Le gaming : nouveau terrain de jeu pour l’industrie de la mode ?

D’une Lara Croft micro-lookée, au dernier happening Louis Vuitton sur fond d’Invader, la réalité virtuelle intègre notre champ de vision. Bientôt indissociables, la mode et les jeux vidéo sont-ils prêts à lier leur univers ? Plongée siglé Avatar. 

Depuis notre fascination pour les Sim’s dont l’univers bariolé et le vestiaire ont façonné des générations entières, le monde du vêtement habite notre imagination 3D. Customiser son double virtuel, une pratique habituelle des gamers dont les alter egos ont une importance considérable.
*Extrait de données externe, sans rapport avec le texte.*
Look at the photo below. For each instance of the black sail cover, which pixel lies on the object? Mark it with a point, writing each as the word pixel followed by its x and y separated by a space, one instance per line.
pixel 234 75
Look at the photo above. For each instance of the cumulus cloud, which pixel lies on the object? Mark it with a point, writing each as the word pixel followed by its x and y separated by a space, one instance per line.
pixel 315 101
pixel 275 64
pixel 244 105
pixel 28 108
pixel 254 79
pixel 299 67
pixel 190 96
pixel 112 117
A l’heure où le mood fin du monde/ survie causé par la Covid est omniprésent, la figure de la super-héroïne capable de défier l’apocalypse est plus à la mode que jamais. Les générations Y et Z raffolent des styles blade runners, Animal crossing et autres figures de la culture games. Entre mode, jeux vidéo et mannequins virtuels, l’occasion de démêler les liens entre les différentes entités. 

Des personnages ultra-lookés 

Depuis Zelda jusque Mario Kart, l’attention portée aux costumes est primordiale pour capter l’attention des joueurs. Il faut marquer les esprits pour devenir un incontournable : acquérir le statut d’objet de mode, c’est incarner le désir. Le désir fait vendre. Entre un Dante dans Devil May, mi-humain mi-démon, une Chun-Li, première femme combattante de la série Street Fighter ou encore un Ezio, chevalier futuriste dans Assassin's creed, les personnalités des héros sont fignolées comme des objets marketing : des cheveux aux chaussures, tout y passe. Les fighters sapés de Tekken, aux dessins ultra-réalistes de Final Fantasy, tous ont révolutionné les codes du genre avec des “fashionist-héros”. Les jeux vidéo sont devenus des terrains d’expérimentations pour les créateurs/ joueurs. Par exemple : 

Cloud Strife de Final fantasy 7

Niveau look, rien à redire, inspi Berghain all in Black, coupe de cheveux blonds en piques, habits sombres et imposante épée broyeuse : Cloud Strife est le chevalier noir, très proche de certains d’entre nous en sortie de clubs, ambiance sortie de week-ends marathons. Mieux encore, l’exemple de Ellie. 

Ellie de Last of us

Moins fantaisiste, c’est l’univers survivaliste qui rayonne. Tenue épurée, inspiration Lara Croft, elle n’en demeure pas moins l’une des inspirations les plus en vogue chez les Teens. Lesbienne, elle a grandi dans un monde apocalyptique dont elle maîtrise les codes et la survie. 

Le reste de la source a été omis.